Oral Presentation 9th Australasian Virology Society Meeting 2017

Genomics and Pathogenesis of HTLV-1c Prevalent in Australian Remote Indigenous Communities (#50)

David Yurick 1 , Georges Khoury 1 , Ashley Hirons 1 , Hai Pham 2 3 , Ricky Mentha 2 4 , Kim Wilson 5 , Megan Crane 1 , Bridie Clemens 1 , Katherine Kedzierska 1 , Lloyd Einsiedel 2 3 4 , Damian Purcell 1
  1. Peter Doherty Institute for Infection and Immunity, University of Melbourne, Melbourne, VIC, Australia
  2. Infectious Disease Unit, Alice Springs Hospital, Alice Springs, NT, AUS
  3. Baker Heart and Diabetes Institute Central Australia, Alice Springs, NT, Australia
  4. Territory Rural Clinical School/Flinders University, Alice Springs, NT, Australia
  5. National Reference Laboratory, St. Vincents Hospital, Melbourne, VIC, Australia

Human T-cell lymphotropic virus type-1 subtype-C (HTLV-1c) infects predominantly CD4+, CD8+ and Ɣδ T-cells and to a lesser extent, B-cells, monocytes, and dendritic cells. HTLV-1c is endemic in remote indigenous Aboriginal communities where prevalence is often greater than 50%1. Peripheral blood mononuclear cell (PBMC) DNA samples were obtained following ethics approval and patient consent in first language. We sequenced the HTLV-1c genomes from 30 patients (Alice Springs Hospital, ASH) and examined the structure of HTLV-1c spliced mRNA. The involvement of HTLV-1c-infected T-cells in clinical pathogenesis was assessed in longitudinal analysis of 84 HTLV-1+ individuals using a digital droplet PCR (ddPCR) assay capable of quantifying the HTLV-1c proviral load (PVL) in total PBMC and in T-cells. The T-cell receptor V-beta locus (TCRβ) gene repertoire of HTLV-1c-infected cells from 22 patients was examined to test for antigen driven T-cell clonal expansion.

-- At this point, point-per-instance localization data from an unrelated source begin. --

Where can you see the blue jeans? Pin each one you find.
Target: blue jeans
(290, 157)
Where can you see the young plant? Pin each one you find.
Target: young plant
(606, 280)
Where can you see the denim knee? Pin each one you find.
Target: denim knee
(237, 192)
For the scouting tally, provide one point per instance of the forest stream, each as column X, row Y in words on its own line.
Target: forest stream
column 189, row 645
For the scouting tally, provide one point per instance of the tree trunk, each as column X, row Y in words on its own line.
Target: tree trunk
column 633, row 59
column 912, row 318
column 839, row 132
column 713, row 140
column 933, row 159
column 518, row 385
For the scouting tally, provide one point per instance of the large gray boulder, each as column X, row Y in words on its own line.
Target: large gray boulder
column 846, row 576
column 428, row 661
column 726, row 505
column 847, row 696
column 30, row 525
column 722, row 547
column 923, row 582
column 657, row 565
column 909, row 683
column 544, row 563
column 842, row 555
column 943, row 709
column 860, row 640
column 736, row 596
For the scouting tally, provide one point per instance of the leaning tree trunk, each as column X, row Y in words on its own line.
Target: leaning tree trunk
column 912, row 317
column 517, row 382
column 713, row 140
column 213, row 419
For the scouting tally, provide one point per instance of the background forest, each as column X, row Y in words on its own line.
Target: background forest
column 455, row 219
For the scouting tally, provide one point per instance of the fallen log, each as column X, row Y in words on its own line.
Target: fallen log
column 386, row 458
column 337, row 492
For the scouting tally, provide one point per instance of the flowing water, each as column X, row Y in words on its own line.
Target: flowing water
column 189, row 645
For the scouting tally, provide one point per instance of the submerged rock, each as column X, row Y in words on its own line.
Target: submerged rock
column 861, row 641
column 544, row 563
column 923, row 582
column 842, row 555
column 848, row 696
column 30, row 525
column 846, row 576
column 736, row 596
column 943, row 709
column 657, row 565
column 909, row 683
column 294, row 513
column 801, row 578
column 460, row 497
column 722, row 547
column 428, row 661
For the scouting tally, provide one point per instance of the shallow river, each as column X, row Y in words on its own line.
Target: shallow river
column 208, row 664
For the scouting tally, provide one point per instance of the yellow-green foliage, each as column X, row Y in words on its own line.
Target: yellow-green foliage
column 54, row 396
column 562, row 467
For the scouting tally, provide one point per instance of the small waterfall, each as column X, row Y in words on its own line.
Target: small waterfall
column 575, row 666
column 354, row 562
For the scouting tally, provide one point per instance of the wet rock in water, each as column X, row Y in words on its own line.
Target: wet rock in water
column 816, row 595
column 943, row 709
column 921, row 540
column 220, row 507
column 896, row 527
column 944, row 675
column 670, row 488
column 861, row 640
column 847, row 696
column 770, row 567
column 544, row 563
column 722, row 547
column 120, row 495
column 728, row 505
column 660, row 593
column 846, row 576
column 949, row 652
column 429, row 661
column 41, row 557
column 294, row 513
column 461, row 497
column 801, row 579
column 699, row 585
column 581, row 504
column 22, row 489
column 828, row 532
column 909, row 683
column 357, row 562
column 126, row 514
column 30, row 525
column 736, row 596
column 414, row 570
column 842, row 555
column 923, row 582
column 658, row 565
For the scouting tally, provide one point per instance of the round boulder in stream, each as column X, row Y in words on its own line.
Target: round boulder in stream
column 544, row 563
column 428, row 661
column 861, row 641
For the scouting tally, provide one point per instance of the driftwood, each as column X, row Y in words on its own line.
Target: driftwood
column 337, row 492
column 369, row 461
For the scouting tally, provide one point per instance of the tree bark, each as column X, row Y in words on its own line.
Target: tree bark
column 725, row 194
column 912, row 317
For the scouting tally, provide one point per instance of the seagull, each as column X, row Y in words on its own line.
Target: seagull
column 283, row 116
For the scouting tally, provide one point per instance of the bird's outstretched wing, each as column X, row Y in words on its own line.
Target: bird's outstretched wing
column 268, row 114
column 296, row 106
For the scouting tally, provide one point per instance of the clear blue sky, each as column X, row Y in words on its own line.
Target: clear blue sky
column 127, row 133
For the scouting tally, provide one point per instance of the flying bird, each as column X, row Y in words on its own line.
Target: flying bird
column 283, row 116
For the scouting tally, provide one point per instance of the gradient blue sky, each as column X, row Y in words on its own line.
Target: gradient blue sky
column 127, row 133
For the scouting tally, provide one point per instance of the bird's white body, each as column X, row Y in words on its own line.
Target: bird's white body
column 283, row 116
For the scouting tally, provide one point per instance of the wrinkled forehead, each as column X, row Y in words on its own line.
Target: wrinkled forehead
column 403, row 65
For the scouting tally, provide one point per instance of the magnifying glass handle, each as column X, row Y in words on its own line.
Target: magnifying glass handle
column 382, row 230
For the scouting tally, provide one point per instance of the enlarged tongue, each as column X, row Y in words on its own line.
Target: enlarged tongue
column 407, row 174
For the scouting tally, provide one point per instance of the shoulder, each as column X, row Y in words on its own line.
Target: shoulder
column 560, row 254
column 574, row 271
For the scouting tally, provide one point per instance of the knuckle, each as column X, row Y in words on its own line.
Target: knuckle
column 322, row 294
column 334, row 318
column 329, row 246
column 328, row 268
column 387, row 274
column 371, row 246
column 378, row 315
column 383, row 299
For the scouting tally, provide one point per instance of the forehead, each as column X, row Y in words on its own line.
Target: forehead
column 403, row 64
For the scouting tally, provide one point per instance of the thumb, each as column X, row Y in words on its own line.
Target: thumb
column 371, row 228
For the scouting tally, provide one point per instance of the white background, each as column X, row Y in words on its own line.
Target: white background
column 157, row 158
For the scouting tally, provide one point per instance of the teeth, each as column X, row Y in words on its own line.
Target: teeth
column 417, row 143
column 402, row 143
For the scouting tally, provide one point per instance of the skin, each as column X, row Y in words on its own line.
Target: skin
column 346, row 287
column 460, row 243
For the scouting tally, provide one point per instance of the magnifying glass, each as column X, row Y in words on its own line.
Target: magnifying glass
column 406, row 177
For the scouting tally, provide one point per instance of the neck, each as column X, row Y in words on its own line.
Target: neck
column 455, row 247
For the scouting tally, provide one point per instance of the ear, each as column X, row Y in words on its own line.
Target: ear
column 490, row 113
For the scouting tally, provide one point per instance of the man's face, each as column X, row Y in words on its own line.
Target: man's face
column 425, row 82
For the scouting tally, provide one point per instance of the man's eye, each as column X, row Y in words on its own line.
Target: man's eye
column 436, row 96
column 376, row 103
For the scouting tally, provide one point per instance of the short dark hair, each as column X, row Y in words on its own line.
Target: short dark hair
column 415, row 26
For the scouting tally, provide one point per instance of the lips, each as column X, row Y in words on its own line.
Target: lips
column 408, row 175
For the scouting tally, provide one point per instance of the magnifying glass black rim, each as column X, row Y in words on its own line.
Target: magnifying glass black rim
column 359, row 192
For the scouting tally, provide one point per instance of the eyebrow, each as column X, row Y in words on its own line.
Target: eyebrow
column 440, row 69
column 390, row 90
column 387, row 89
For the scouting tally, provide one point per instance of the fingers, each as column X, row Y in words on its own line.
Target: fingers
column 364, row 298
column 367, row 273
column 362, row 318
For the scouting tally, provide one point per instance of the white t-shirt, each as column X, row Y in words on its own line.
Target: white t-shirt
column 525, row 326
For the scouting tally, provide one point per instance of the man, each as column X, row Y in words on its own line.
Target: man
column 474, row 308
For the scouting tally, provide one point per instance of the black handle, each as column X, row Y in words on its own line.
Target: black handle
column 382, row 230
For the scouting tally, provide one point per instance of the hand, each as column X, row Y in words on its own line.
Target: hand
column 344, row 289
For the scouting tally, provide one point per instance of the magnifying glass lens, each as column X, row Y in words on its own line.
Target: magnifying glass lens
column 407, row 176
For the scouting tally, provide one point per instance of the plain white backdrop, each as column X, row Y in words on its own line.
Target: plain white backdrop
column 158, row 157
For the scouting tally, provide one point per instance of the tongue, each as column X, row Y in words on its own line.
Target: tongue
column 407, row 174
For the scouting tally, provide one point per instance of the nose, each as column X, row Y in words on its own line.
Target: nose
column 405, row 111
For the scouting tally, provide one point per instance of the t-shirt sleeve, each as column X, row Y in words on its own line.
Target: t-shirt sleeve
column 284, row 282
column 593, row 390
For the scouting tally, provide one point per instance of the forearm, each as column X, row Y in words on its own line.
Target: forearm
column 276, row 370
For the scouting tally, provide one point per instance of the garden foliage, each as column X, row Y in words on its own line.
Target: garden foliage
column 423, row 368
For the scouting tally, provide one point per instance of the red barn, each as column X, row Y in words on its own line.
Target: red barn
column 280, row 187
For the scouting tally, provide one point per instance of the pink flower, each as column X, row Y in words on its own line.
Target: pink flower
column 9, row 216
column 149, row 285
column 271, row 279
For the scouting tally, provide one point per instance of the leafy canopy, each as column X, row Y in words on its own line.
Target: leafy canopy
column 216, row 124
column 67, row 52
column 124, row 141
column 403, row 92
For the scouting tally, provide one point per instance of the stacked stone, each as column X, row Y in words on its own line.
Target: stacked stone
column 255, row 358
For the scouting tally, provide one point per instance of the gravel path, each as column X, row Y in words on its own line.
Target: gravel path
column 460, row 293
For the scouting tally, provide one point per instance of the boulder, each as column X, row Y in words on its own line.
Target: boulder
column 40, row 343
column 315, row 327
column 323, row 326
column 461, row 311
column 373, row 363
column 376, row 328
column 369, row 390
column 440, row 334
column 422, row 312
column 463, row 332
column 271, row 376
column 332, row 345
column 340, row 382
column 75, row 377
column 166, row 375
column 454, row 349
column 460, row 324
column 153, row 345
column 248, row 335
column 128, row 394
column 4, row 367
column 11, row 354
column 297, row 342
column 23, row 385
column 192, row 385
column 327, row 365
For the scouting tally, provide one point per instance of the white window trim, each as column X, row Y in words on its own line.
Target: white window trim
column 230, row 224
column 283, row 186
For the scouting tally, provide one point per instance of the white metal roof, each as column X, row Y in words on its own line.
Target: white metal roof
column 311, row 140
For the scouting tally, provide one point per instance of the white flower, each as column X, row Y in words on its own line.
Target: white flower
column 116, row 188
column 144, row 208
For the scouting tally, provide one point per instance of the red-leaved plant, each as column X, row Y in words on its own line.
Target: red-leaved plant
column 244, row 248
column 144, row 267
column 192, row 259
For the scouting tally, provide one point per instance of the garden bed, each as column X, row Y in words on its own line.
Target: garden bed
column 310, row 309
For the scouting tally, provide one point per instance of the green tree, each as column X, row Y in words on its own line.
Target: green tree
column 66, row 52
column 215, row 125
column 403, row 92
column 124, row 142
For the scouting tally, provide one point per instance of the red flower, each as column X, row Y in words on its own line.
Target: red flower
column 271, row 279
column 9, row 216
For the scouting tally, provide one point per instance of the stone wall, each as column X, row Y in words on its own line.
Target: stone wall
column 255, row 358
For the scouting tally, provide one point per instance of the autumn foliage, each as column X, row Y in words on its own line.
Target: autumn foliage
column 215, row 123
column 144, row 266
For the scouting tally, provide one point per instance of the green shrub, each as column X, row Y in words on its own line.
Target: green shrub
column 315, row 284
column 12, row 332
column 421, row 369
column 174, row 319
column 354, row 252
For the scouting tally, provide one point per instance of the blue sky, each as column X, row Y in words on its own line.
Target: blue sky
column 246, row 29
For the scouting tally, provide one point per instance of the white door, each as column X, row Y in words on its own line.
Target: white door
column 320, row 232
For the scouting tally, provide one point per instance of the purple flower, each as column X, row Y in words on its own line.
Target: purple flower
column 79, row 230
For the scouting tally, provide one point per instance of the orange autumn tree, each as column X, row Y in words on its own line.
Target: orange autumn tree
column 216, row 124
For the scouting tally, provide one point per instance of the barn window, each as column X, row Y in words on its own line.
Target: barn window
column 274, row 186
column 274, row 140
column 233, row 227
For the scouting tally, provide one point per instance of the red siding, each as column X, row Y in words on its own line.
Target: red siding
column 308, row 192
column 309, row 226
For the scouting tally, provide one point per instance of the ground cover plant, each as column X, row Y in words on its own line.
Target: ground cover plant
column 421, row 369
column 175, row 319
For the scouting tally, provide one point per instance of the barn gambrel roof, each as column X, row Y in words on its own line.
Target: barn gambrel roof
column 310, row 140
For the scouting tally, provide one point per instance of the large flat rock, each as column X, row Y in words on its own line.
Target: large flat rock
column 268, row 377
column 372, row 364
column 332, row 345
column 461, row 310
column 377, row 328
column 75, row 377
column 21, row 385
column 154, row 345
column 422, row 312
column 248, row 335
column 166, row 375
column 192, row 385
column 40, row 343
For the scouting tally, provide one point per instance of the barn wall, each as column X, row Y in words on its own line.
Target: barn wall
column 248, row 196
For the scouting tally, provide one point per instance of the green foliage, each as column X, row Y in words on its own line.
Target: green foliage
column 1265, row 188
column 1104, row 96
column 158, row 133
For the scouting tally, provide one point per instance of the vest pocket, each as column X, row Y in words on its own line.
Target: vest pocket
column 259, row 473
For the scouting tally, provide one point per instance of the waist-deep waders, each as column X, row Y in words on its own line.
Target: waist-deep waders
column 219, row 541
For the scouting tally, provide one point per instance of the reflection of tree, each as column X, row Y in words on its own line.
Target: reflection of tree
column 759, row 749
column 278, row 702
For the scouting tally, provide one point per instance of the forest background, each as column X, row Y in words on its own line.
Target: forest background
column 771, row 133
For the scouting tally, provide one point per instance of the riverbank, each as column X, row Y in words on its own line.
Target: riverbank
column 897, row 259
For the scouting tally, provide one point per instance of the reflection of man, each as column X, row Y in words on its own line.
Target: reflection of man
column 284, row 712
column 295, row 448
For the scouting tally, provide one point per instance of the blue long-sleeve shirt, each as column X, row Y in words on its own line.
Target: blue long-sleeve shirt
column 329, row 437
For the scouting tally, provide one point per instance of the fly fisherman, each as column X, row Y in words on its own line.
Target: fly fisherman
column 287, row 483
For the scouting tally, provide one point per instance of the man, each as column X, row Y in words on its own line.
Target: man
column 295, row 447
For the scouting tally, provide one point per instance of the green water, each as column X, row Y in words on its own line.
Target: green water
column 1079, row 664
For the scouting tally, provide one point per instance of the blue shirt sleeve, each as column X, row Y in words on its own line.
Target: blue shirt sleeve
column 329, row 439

Comparison of Cosmopolitan (A) and Austral-Melanesian (C) HTLV-1 clades showed homology greater than 90% across the entire genome. However, the HBZ and p12/p8 coding regions exhibited considerable differences at both the nucleotide (12 and 18%, respectively) and amino acid levels (18 and 25%, respectively). There was no spliced mRNA nor an initiation codon for p12/p8. These features may contribute to the observed inflammatory pathogenesis but with low-rates of T-cell leukaemia which depends on HBZ. Indigenous Australians exhibited a wide PVL per T-cell ranging from 8x10– 5x10copies/10T-cells and suggested expansion in myeloid cells. High PVL strongly associated with chronic inflammatory conditions of the lung, especially bronchiectasis, but the HTLV-1-associated myelopathy observed elsewhere was rare. Most common were skin and blood stream infections suggesting a subtle functional immunodeficiency2. Further studies are needed to examine the functions of HTLV-1c regulatory and accessory genes and to develop vaccines and antiviral drug treatments to combat HTLV-1c transmission.